暑さ指数(WBGT:Wet Bulb Globe Temperature、湿球黒球温度)は、熱中症を予防することを目的として、1954年にアメリカで提案された指標で、世界中で広く活用されています。単位は気温と同じ摂氏(℃)ですが、その値は気温とは異なります。熱中症の発症に関与するとされている、気温、湿度、日射、気流の4要素を総合的に評価することができるため、人が受ける暑熱環境による熱ストレスを評価し、熱中症を予防するための指標として活用が推進されています。
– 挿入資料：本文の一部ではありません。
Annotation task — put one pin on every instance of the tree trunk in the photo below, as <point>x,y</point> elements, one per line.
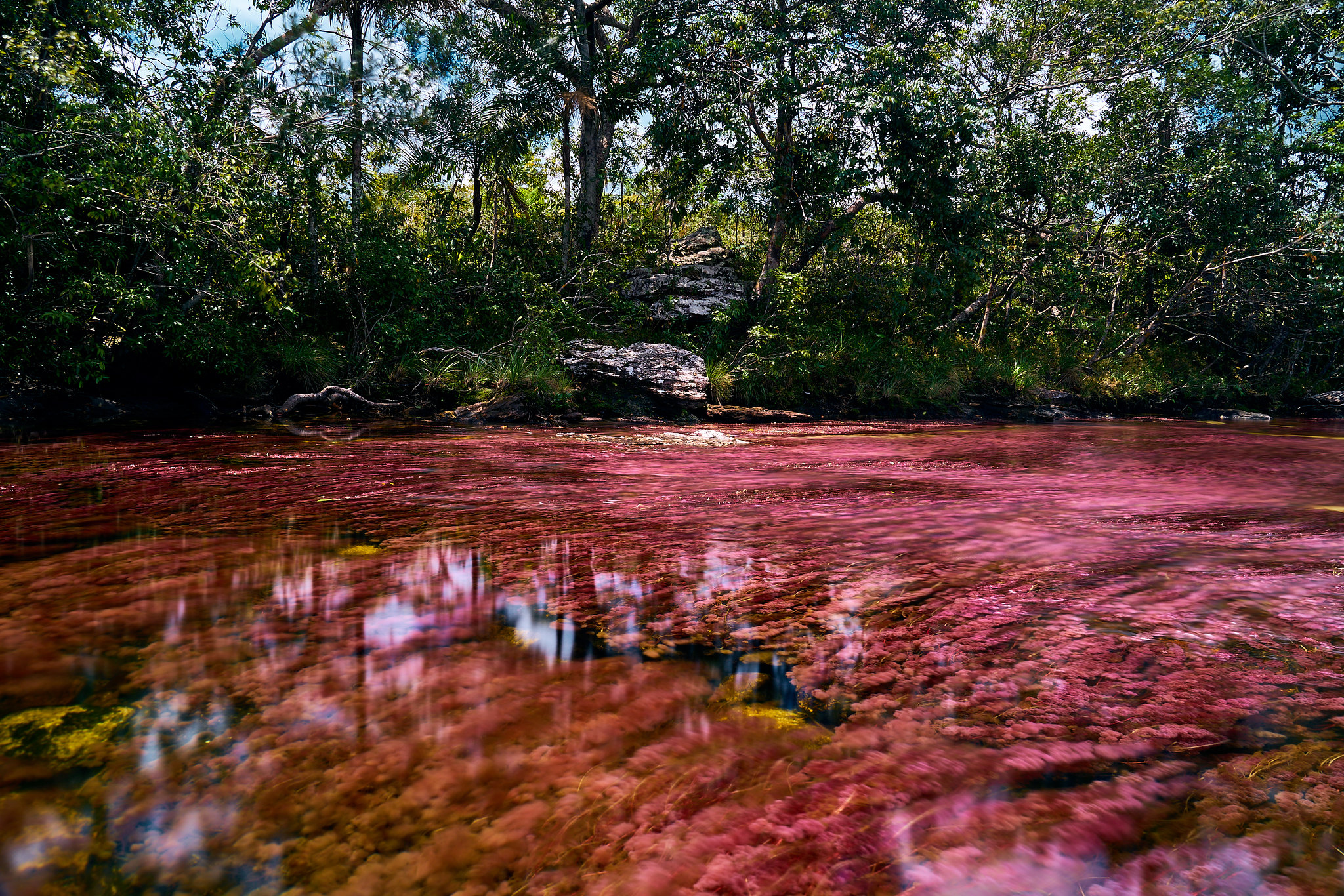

このWBGT値(暑さ指数)が28度以上、もしくは気温31度以上の環境で連続1時間以上、もしくは1日4時間以上の作業が行われる現場が、熱中症対策を講じるべき対象となります。また、WBGT値は、日射の有無、作業の負荷度合、作業員の服装といった条件ごとに、基準値や補正値が異なりますので、注意が必要です。当然、現場にもWBGT測定器の設置・導入が必要となりますので、本格的な夏を迎える前に準備しておくことも必要です。

身体作業強度(代謝率レベル)の例

表1) 身体作業強度等に応じたWBGT基準値(日射有無)/厚生労働省ホームページより

また、厚生労働省のホームページでは、作業の休止時間及び休憩時間の確保、休憩場所の設置、給水設備の設置、放熱効果の高いファンベストの着用の推奨等、改正に伴い、より具体的な対策例も示されていますので、これらを参考に対策を行うことも必要となります。

【重症化を防ぐための応急処置や医療機関への搬送など『手順の作成』】

熱中症を重症化させない、死亡災害につなげないためのポイントは、早期発見と正しい応急処置といわれています。こうしたことを踏まえ、体調不良者をいち早く発見し、適切な処置と対応が取れるよう、現場の緊急連絡網や緊急搬送先の連絡先を明示した、現場ごとの手順書の作成も義務となります。厚生労働省がホームページで例示している、熱中症を疑わせる症状が現われた場合の手順「熱中症による健康障害発生時の対応計画」を参考に、各現場の状況に合わせて作成すると良いと思います。

身体作業強度(代謝率レベル)の例

図2) 熱中症による健康障害発生時の対応計画

【関係者への『周知』】

熱中症対策の体制を整備し、手順書を作成しても、実際に現場で作業する職員が新たなルールについて理解していなければ、障害を防ぐことはできません。今回の改正では、「関係者への周知」が義務づけられています。具体的には、職員に対して「労働衛生教育」を行うこととされており、作業を行う前に

  • (1)熱中症の症状
  • (2)熱中症の予防方法
  • (3)緊急時の救急処置
  • (4)熱中症の事例

を周知しておかなければなりません。また、上記図2)の「熱中症による健康障害発生時の対応計画」についても、有事に迅速な処置が取れるよう、職員全員への事前周知が必要です。

まとめ

令和6年4月から建設業に適用された「罰則付き時間外労働の上限規制」と同様に、今回の安衛則の改正も「熱中症対策の義務化」により、違反した場合には「6カ月以下の懲役、または、50万円以下の罰金」の罰則が科せられます。しかしながら、熱中症対策の義務化は、現場だけで対応するのは厳しい課題です。気温の高い夏季の作業時間を減らし、春季・秋季に増やすといった工夫も、時間外労働の上限があり、簡単にはいきません。現場管理者にとっては非常に悩ましい改正となりますが、建設業が「きつい・きたない・危険」の3Kから「給与・休暇・希望」の新3Kをめざしている最中、「熱中症増加=危険」のイメージが建設業に定着しないよう、今回の改正を機に、積極的な対策を行う必要があります。